Tutto avviene a causa dell’identità religiosa degli yazidi. Ci chiamano adoratori del diavolo, infedeli, dicono che siamo un popolo senza libri sacri, e in quanto ciò non degni della protezione che secondo l’Islam spetta a cristiani e ebrei. Per questo siamo vittima di questi crimini.

Quanto abbiamo subito è un genocidio perché hanno ucciso tutti i nostri uomini in modo sistematico e rese schiave le donne. La nostra comunità è ora dispersa, distrutta, senza futuro. Ci siamo estinguendo. La comunità internazionale deve fare il suo dovere e chiamare le cose col suo nome: genocidio.

Le chiederei, se possibile, di parlarci della sua esperienza personale, di quando era nelle mani dall’Isis.

Dopo che hanno preso noi donne dal villaggio, ci hanno raccolte e messe insieme a centinaia di altre ragazze provenienti da altri paesi del Sinjar. Abbiamo chiesto loro cosa ci facessero lì e cosa fosse successo loro. Ci hanno risposto che venivano picchiate ogni giorno e che ogni giorno venivano a scegliere alcune di loro per abusarne in diversi modi, inclusi stupri di gruppo.

Poi ci prendevano per portarci in delle stanze dove i militanti dell’Isis venivano, ci guardavano e sceglievano le ragazze che volevano portare via.
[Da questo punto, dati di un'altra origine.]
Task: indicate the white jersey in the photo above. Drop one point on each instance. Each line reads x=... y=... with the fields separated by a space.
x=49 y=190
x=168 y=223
Questo capitava a bambine e donne dai 9 ai 60 anni. E così è capitato a me. Ci prendevano e ci obbligavano a convertirci, portandoci alla corte islamica di Mosul. Lì venivamo registrate come schiave, senza alcun diritto, a differenza delle loro madri, mogli e figlie. Ci spartivano fra loro e abusavano di noi. Inoltre, dovevamo servirli.

Le comunità locali erano in genere dalla parte dell’Isis, e per questa ragione solo poche di noi sono riuscite a fuggire. C’erano alcune famiglie che ci hanno aiutato, ma la maggioranza no, erano contro di noi, e condividevano le stesse idee dell’Isis. Ci guardavano come schiave, come esseri inferiori, e questo succedeva sia in Iraq che in Siria.

Come è riuscita a fuggire?
Un’eccezione a quanto dicevo prima è stata la famiglia che mi ha aiutato. Sono andata a casa loro e mi hanno protetta. Sono stata fortunata, perché in tantissime hanno cercato di fuggire chiedendo aiuto, solo per essere picchiate e ritornare al loro stato di schiave.

Avevano paura, ma mi hanno aiutata. Mi hanno procurato documenti falsi in cui risultava che ero parte della loro famiglia, in quanto moglie di loro figlio. Ho preso un velo e una veste integrale islamica e sono riuscita a fuggire in Kurdistan.